This chapter is well constructed. The pacing at which information is revealed was spot on for maximum impact. The first thing we have is the horrific scene at the rabbit pen where 4 rabbits have been tortured death or near death. We then meet Hikaru. Hikaru is presented to us as mild mannered boy who endures the bullying of the class calmly even though he clearly bothered by it. We know he was the caregiver of the rabbits and at this point the reader is trying to make the connection between Hikaru’s bullying and his rabbit pen. He seems upstanding - so the tendency is going to be to wonder if the rabbit pen was aimed at him.
But then it is revealed he has been taking out his frustration by torturing the rabbits he has been charged with taking care of. This instantly puts a new perspective on Hikaru for the reader - he stops just being a victim but also a perpetrator of bullying. We the reader also have to face the thought that the most plausible perpetrator for the horror at the opening of the chapter is Hikaru himself. We the reader have a character who is seemingly barreling down a terrible path of senseless violence put here because of ostracization and bulling.

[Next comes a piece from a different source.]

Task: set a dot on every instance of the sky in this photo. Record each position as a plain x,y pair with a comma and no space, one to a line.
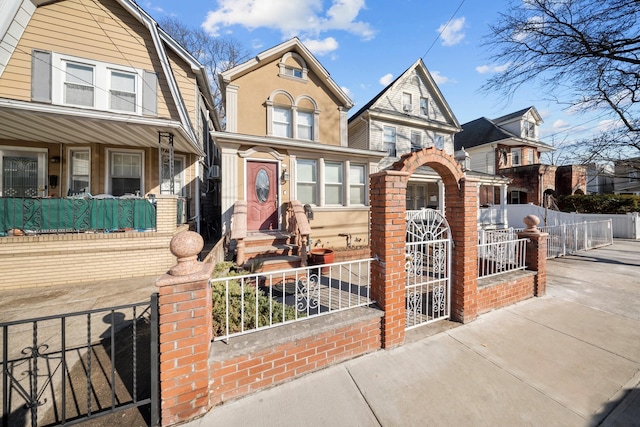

After a scene where Hikaru lashes out and projects a bunch of his insecurities on Marie, who probably would have been largely sympathetic to him, Hamlen shows up and they enter into an agreement. Hamlen will turn his tormentors into rabbits, so that the rabbits he is torturing are no longer innocent but actually the objects of Hikaru’s pent up anger. I think this moment in the story is when the story says Hikaru reached irredeemability. He rejects Marie who is a force of compassion in the story, and instead is easily lured down the path of revenge. We as readers can make the connection that rabbits at the start were actually humans. We see Hikaru as an irredeemable murderer, who has become worse than anything that ever happened to him. He is the most terrible sort by-product of the cruelty of society.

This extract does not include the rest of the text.